Koalisyon, Ankara’nın teklifine sıcak bakmıyor
Ersin Çaksu, tartışmalara ilişkin ANF’de yaptığı haberde Türkiye’nin Dêrik’ten başlanarak Qereqozax köprüsüne kadarki 30 kilometrelik derinlikte bir “güvenli bölge” istediğini ve kontrolün de kendisinde olmasını dayattığını belirtti. Kuzey-Doğu Suriye Yönetimi ise Türkiye’nin denetimindeki bir planı kabul etmeyeceğini ve şehirleri kapsamayacak şekilde 5 kilometrelik sınır hattında YPG/YPJ’nin çekilebileceği ve bu bölgelerin yerel askeri meclislere devredilebileceğini ifade ediyor. Öte yandan Fırat nehrinden Dêrik’e kadar olan hatta şehirleri kapsamayacak şekilde ara bölgelere koalisyon tarafından gözlem noktalarının kurulabileceği, Türkiye’nin de sivil gözlemcilerinin koalisyon bünyesinde bu noktalarda bulunabileceği kabul ediliyor.

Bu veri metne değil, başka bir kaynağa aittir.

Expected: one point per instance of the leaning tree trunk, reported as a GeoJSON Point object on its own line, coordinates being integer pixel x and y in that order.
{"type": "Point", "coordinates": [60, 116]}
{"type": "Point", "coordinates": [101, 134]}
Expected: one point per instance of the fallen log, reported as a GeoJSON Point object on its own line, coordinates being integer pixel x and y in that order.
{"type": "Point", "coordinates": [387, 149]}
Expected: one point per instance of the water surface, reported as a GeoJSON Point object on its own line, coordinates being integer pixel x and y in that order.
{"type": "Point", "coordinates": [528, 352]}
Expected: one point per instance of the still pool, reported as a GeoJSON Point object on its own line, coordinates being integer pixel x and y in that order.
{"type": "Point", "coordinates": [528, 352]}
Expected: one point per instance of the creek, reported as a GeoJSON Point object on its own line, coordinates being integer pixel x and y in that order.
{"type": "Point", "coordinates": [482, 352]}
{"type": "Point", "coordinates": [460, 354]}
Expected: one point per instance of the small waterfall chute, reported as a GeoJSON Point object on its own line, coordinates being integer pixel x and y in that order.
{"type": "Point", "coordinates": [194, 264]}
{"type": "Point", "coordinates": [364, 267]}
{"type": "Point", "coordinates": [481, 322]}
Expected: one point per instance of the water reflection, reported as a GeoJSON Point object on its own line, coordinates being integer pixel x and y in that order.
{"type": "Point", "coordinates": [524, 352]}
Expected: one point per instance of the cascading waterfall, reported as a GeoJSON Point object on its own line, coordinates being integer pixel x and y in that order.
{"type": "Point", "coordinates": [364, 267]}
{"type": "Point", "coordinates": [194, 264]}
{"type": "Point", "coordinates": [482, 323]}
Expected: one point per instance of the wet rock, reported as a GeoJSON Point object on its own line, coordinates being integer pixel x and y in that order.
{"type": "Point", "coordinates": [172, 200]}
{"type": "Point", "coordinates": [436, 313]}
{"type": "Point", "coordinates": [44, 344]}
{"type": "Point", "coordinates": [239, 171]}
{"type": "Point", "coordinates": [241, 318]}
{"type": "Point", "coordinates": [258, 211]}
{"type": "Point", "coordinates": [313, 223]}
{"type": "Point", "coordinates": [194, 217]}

Ankara’da iki farklı görüş
Edinilen bilgilere göre, ABD’ye karşı Rusya’ya yanaşma ve “eksen değiştirme” şantajını kullanan Türk devlet yönetiminde “güvenli bölge” konusunda iki farklı görüşün öne çıktığı ifade ediliyor. Birinci görüş, “güvenli bölge”nin kabulünün “Kuzey-Doğu Suriye’yi tanımak anlamına geleceğini” ifade ederek, şiddetle karşı çıkarken; ikinci görüş ise Türkiye’nin bölgeye yönelik bir operasyonun “içinden çıkılmaz bir hal alacağını” ve Türkiye’nin “ABD’den gelen öneriyi kabul etmesi gerektiğini” savunuyor. Birinci görüşü savunan şahin kanadın, Türkiye’nin yaşadığın siyasi, ekonomik ve toplumsal krizi “aşmanın” tek yolunu savaşta gördüğü ve bunun uzlaşmaz bir karşıtlık içerisinde olduğun belirtiyor. AKP’nin bu kanadının tutumunda ise Ali Babacan ile Ahmet Davutoğlu’nun öncülüğünde kurulması beklenen yeni partilere ölü doğum yaptırmak ve Türkiye’de yaşanan ekonomik krizi savaşla hasır altı etmek için savaş seçeneğini dayattığı ifade ediliyor.
Türkiye’nin olası bir harekatının IŞİD’i yeniden canlandıracağını düşünen Koalisyon ülkelerinin Türkiye’nin 33 kilometrelik planına sıcak bakmadığı ve Türkiye’nin tutumu sonrası ABD’den güvenli bölge görüşmelerini ağırlaştırmalarını istediği belirtiliyor.